I'd add one other set of challenges that is unfortunately never covered in the academic literature - non-ideal rooms for monitoring signals. The papers show empty conference rooms with line-of-sight between sensors and people, but real settings are much messier. Not only is there furniture to block or distort signals, but also many sources of noise like fans, metal objects, open windows (which cause breezes to move curtains and other objects), pets, visitors, etc. Not to mention the unique room configurations for every person. We overcame several of these challenges but didn't develop perfect answers for many of them.
It was a fun position that gave me a weirdly specific set of knowledge that isn't always transferable on a technical level but was still great, and I wish it could have lasted longer. I'd be happy to share more info though if you're curious!
> What we found is that seniors had essentially no desire to wear any sensors, which rules out the wearable inertial sensors mentioned in the paper.
This may well change over time as new waves of seniors become more gadget friendly. Or cultural differences. I've got two seniors around here who thought their fall detector watches were a great idea, and paid for them despite being very expensive in their eyes (dumb phones, no need for latest computers makes these the most expensive gadgets apart from TVs they have ever owned). Or maybe it was because one got stuck in a bush for half an hour until someone found them. Opinions can change after the first fall or the hip replacement or even the cataract surgery.

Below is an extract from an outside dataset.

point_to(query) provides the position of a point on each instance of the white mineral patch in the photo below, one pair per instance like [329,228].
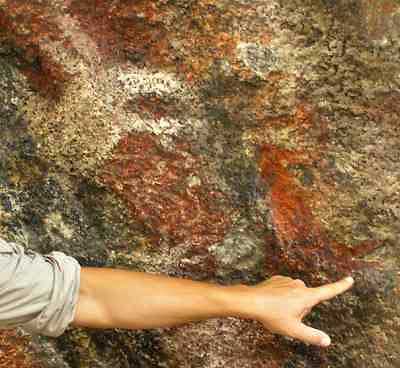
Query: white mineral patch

I've thought about the cultural change aspect too and I agree with you. Younger generations are more used to wearing smart watches and carrying phones, so the appetite for wearable fall and activity detection devices will be much higher in future.
2. Perceived loss of independence ("I don't want a baby monitor!")

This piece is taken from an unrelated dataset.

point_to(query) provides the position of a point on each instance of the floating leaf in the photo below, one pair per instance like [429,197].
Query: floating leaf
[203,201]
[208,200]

However, even a phone accelerometer in the pocket seems to get useful if imperfect gait data[1]. If it's on the wrist, then it's enough for Apple to use it for fall detection[2].
My understanding is that you might have something fairly effective if you:
1. Made a watch look like wrist watches which seniors are used to and enjoy (no annoying screen, etc)

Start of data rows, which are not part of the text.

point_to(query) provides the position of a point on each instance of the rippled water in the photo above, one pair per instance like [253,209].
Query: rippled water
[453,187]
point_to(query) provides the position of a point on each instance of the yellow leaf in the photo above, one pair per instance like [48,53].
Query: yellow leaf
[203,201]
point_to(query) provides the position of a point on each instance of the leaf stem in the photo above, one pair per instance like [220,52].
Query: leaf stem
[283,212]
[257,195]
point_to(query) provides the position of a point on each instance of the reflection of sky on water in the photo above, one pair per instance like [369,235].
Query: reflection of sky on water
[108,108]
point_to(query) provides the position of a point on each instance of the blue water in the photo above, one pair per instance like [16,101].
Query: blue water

2. Integrated Wi-Fi sensing data like I mentioned elsewhere in this thread[3]
3. Found and added any features the sensors perceive as useful (there might not be any, however)
I know the regulatory and privacy hurdles for using Wi-fi radar data in a health-related device are formidable. However, there's a clear use case for it: detecting stroke-related movement abnormalities.
The paper on phone gait tracking I mentioned earlier[1] seemed to show the opposite side of the body had signal quality issues. Yes, using Wi-Fi data probably requires an additional device to combine it with data from the watch. However, "BE FAST" is an acronym used in patient education on stroke care because response time is critical[4].
Wi-Fi or another radar-type device (like the one we developed) is the way to go. That got around people not wanting, or simply forgetting, to wear a device, but it did have its own technical challenges.
A sensor fusion approach is a great option, and wearables + some radar-based system seems like a best of all worlds solution, if people will use the wearables. Another big bonus you get from wearables is vitals detection, although I implemented a couple over-the-air vitals detection algorithms with our radar device that were sometimes very reliable.